January 10th, 2015| Topic: RaMbLeS | 2


Apparently, not only do we have GPSs in our systems (last week’s blog), but they say we have an internal metronome, too.

A study published last year in Perspectives in Biology and Medicine argued that the human heart quietly marks the entire rhythm of our lives, not just that of blood flow. Whether it ticks at 40–100 beats a minute, in three-quarter time, or in triplets, or erratically, it’s influencing more than the red stuff in our arteries.

In “The Heartfelt Music of Ludwig van Beethoven,” Zachary Goldberger, Steven Whiting, and Joel Howell (a cardiologist, an internist, and a musicologist, respectively, at the University of Washington and University of Michigan Schools of Medicine) saw the maestro’s music as a sort of musical EKG. In his dotted rhythms, intricate patterning of beats, sudden pauses, and all, this trio claims to have heard the distant echo of the composer’s heart. The man, FYI, died in 1827, aged 56.

While others hear compelling music, these guys hear cardiac arrhythmia in Beethoven! Though LvB was likely afflicted by alcohol-induced cirrhosis, lead poisoning, and syphilis, his autopsy revealed a structurally sound heart. Undeterred, these researchers studied a few of Beethoven’s piano sonatas and string quartets to point out the rhythmic idiosyncrasies that are apparently indicative of his irregular heartbeats.

The guy was also deaf. Maybe, our authors suggest, the dimming of external sounds made Beethoven exquisitely sensitive to his internal rhythms—his heartbeat.

Goldberger, the cardiologist, confessed:

“This is entirely speculative. At least it gives us a new dimension by which to listen to his music.”

The scientists heard “distinctive ‘galloping’ rhythms” in one piece, and another, a frenetic seven-measure section in Beethoven’s String Quartet No. 13, they characterized as “a short paroxysm of atrial tachyarrhythmia.” This latter section has the composer’s direction for performance: beklemmt (“heavy of heart”). Musicians have oft complained that this portion evokes in them a shortness of breath.

Noted Howell, the internist, who also has a PhD in the history and sociology of science:

“When your heart beats irregularly from heart disease, it does so in some predictable patterns. We think we hear some of those same patterns in his music.”

Interesting! One’s heart influences the music one writes. That’s not to say that all composers who produce irregular syncopated rhythms suffer from heart disease. But still …

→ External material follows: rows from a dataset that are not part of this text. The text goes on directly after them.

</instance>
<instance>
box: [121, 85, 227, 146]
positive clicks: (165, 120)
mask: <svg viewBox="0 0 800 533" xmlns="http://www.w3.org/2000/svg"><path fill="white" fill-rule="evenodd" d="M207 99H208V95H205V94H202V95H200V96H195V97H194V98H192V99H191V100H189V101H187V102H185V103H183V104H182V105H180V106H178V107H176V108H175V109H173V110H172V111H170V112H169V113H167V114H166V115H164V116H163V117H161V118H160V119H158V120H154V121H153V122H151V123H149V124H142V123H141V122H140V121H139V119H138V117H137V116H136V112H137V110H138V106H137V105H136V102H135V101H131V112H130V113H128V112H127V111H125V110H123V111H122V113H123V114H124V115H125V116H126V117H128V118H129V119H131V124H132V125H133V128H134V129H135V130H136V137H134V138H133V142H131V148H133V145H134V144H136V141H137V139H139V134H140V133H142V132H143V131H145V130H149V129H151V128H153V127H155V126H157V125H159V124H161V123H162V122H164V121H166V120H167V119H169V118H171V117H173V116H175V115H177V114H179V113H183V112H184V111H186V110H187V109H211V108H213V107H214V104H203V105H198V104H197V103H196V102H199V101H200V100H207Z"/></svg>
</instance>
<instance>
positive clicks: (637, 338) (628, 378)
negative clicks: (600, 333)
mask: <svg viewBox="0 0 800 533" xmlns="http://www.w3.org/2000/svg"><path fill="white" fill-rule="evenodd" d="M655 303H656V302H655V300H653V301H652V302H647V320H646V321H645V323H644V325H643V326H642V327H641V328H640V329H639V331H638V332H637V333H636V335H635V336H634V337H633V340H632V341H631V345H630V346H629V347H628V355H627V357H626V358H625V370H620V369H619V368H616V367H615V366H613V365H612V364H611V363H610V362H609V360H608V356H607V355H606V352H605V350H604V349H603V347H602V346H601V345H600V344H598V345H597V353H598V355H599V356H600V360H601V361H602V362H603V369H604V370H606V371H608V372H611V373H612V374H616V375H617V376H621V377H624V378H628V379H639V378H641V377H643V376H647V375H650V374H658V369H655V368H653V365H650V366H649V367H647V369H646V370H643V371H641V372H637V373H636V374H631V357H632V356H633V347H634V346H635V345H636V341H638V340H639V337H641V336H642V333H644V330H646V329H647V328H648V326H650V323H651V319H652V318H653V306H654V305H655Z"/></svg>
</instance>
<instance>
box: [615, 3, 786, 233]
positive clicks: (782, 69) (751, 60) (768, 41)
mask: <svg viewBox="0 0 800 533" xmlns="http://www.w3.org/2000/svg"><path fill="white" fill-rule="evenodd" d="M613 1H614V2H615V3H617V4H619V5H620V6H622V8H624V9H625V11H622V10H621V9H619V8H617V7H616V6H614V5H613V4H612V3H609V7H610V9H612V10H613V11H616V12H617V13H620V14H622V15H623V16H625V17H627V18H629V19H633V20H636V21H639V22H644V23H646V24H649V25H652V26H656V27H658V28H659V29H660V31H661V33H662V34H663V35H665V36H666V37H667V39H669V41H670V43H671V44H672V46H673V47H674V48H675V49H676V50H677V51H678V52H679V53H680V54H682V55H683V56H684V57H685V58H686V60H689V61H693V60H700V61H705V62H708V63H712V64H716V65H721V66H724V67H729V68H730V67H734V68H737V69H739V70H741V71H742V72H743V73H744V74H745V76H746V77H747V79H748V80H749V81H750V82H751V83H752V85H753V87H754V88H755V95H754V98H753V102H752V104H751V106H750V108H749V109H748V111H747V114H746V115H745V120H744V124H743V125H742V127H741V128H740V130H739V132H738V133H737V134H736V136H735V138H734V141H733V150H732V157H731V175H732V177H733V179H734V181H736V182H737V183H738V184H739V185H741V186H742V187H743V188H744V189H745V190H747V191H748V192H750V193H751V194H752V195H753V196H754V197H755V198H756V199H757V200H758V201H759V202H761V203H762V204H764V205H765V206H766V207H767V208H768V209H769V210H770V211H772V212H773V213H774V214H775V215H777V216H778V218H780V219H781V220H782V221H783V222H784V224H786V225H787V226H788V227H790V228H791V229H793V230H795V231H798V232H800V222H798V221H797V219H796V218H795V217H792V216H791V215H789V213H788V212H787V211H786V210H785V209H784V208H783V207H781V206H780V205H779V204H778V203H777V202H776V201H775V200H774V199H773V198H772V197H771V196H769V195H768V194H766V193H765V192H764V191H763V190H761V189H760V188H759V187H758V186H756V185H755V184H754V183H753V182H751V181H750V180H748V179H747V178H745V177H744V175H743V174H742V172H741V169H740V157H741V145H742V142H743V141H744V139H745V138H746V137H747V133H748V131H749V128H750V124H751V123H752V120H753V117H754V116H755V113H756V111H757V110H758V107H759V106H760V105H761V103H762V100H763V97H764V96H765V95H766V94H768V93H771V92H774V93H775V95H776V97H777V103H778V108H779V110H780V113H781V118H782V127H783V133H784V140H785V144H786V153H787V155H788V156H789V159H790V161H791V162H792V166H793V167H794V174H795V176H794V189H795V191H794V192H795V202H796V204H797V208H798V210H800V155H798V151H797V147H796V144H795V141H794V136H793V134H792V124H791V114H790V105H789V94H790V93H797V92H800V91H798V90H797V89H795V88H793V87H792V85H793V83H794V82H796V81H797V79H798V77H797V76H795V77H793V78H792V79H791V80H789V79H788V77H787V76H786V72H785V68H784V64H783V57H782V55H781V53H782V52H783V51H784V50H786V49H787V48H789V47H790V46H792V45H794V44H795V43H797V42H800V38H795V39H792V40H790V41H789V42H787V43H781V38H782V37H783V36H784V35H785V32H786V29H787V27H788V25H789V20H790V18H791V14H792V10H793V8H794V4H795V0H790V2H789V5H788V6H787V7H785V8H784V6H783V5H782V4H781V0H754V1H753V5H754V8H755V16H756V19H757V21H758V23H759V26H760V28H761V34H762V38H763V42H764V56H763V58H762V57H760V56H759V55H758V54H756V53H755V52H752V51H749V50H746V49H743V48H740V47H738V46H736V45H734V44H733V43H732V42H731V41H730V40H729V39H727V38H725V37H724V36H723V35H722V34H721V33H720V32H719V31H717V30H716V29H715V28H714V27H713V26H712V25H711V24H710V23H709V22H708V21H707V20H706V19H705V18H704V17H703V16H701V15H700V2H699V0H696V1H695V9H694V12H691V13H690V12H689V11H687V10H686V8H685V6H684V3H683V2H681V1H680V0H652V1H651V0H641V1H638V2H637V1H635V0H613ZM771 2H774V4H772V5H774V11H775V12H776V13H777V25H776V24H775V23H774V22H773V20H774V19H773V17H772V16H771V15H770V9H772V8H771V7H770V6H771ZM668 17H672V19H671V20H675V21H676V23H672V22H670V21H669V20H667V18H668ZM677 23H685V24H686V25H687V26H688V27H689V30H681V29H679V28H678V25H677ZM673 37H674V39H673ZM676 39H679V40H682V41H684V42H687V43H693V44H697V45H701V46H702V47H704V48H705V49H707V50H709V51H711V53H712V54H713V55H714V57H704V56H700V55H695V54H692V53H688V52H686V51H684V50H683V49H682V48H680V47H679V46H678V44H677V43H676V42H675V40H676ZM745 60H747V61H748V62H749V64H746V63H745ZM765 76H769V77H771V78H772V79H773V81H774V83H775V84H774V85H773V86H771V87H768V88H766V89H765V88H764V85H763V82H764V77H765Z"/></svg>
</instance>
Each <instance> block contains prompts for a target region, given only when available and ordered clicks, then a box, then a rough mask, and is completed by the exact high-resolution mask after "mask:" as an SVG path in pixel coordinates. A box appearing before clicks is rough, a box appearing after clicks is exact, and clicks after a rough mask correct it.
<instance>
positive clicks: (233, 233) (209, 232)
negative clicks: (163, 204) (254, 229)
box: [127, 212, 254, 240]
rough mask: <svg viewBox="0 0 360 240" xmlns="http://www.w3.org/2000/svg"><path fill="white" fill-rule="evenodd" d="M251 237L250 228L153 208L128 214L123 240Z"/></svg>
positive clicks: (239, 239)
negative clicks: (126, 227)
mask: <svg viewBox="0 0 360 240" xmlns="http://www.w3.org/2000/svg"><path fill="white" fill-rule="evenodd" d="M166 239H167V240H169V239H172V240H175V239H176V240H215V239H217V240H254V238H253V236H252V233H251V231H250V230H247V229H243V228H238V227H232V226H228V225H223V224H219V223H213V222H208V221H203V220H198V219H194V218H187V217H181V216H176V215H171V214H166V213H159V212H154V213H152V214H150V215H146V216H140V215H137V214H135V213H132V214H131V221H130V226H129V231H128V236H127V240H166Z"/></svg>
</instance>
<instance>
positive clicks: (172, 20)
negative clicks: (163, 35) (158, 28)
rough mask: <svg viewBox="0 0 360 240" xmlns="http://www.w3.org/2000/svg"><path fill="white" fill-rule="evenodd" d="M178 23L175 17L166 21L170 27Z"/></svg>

What one’s heart beats for can influence one’s life.

When the prophet Samuel went to Bethlehem to anoint one of Jesse’s children as Israel’s next king, he was taken by the stature of Jesse’s oldest son, Eliab. But God intervened ….

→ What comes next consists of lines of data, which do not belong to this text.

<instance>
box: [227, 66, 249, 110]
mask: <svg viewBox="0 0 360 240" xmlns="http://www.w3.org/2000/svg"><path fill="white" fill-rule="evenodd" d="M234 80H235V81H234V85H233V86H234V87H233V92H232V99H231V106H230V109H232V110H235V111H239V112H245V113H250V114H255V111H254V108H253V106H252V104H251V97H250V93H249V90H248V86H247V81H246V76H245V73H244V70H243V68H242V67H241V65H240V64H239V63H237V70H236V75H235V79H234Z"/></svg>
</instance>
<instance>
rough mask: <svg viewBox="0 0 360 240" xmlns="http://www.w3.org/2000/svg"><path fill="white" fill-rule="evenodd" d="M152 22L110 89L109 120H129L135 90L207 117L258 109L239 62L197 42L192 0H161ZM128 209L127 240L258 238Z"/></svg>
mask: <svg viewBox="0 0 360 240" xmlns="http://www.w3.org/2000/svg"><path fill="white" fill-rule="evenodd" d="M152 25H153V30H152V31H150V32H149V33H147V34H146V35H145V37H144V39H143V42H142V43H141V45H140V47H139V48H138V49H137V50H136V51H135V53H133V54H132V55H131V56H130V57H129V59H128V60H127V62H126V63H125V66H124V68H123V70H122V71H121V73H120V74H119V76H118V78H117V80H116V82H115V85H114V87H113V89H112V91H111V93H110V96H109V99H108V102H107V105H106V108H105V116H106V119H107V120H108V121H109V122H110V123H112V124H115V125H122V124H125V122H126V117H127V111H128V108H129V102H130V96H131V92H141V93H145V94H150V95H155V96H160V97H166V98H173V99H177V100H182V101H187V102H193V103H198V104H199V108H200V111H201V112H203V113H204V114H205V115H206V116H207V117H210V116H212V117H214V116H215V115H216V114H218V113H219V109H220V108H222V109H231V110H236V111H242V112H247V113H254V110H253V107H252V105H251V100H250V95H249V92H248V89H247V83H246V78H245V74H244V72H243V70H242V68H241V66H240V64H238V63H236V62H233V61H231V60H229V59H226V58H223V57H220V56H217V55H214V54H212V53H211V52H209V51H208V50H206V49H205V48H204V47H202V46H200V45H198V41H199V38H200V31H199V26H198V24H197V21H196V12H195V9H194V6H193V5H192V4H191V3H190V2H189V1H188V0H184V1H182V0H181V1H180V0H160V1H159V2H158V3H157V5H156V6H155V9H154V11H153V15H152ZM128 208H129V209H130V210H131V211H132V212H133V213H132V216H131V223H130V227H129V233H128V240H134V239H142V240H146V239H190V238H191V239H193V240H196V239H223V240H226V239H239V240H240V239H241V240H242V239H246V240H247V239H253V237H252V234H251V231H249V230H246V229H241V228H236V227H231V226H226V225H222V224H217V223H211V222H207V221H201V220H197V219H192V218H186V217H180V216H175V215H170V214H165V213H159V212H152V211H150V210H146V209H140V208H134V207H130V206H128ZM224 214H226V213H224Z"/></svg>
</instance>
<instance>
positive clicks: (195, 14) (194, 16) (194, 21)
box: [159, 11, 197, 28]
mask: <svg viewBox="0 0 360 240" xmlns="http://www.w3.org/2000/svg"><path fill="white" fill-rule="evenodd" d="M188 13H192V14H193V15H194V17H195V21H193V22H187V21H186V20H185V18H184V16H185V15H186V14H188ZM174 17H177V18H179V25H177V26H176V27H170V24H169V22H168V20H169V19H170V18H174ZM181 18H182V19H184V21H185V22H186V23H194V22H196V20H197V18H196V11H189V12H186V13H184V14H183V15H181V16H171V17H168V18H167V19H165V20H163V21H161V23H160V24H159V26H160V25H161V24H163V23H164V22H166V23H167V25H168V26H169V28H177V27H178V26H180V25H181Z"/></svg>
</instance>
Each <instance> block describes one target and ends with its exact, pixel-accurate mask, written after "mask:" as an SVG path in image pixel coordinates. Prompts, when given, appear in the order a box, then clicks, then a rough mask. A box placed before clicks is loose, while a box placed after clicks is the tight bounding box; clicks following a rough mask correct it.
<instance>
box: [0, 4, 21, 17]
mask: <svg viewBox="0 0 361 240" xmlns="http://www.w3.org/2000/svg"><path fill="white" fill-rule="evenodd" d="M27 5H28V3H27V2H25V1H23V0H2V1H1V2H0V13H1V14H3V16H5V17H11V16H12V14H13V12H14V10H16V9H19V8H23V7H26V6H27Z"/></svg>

“Do not look at his appearance or at the height of his stature, 
because I have rejected him; for God sees not as man sees,
for man looks at the outward appearance, but the LORD looks at the heart.”
1 Samuel 16:7

God then pointed out David. Here was a candidate for royalty whose stature was not visible on the outside. His was an eminence that was an inside reality, a character that was internal, a solidity that was inward—a stature of the “heart.”

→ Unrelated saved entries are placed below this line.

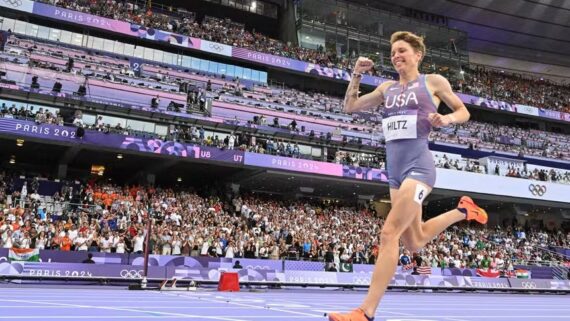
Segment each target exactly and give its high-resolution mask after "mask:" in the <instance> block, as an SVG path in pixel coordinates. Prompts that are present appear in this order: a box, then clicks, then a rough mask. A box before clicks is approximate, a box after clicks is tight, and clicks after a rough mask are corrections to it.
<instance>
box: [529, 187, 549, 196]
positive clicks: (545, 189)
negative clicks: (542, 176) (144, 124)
mask: <svg viewBox="0 0 570 321" xmlns="http://www.w3.org/2000/svg"><path fill="white" fill-rule="evenodd" d="M528 190H529V191H530V193H531V194H532V195H534V196H542V195H544V194H546V185H539V184H536V185H534V184H530V185H529V186H528Z"/></svg>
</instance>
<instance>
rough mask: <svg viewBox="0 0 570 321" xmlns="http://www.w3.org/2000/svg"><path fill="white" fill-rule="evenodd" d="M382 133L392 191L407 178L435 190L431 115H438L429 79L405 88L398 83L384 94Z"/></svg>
mask: <svg viewBox="0 0 570 321" xmlns="http://www.w3.org/2000/svg"><path fill="white" fill-rule="evenodd" d="M384 102H385V103H384V110H383V111H382V131H383V133H384V137H385V139H386V158H387V159H386V169H387V170H388V178H389V184H390V187H391V188H396V189H397V188H399V187H400V185H401V184H402V182H403V181H404V179H406V178H407V177H410V178H413V179H415V180H418V181H420V182H422V183H425V184H427V185H428V186H430V187H433V186H434V184H435V165H434V162H433V158H432V155H431V152H430V151H429V149H428V136H429V133H430V131H431V127H432V126H431V123H430V121H429V119H428V115H429V114H430V113H436V112H437V106H436V105H435V103H434V101H433V97H432V95H431V94H430V92H429V90H428V88H427V86H426V76H425V75H420V76H419V77H418V79H416V80H414V81H411V82H409V83H408V84H407V85H406V86H402V85H400V83H399V82H396V83H394V84H392V85H391V86H389V87H388V88H387V89H386V90H385V91H384Z"/></svg>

What was special about David’s cardiac status?

“The LORD has sought out for Himself a man after His own heart,
and the LORD has appointed him as ruler over His people.”
1 Samuel 13:14

Only such a one with a heart for God could, in the face of imminent danger from Goliath, exhort:

“Let no man’s heart fail on account of him;
[I] will go and fight with this Philistine.”
1 Samuel 17:32

The rest, of course, is history.

Yup, the heart affects life—a heart for God!


  1. Barney Giesen January 11, 2015 at 3:14 pm

    Fireflight, heavy metal rockers with a heart for Jesus, put it in their lyrics as well as their notes: “You hold my hand so tight that it spills your blood.”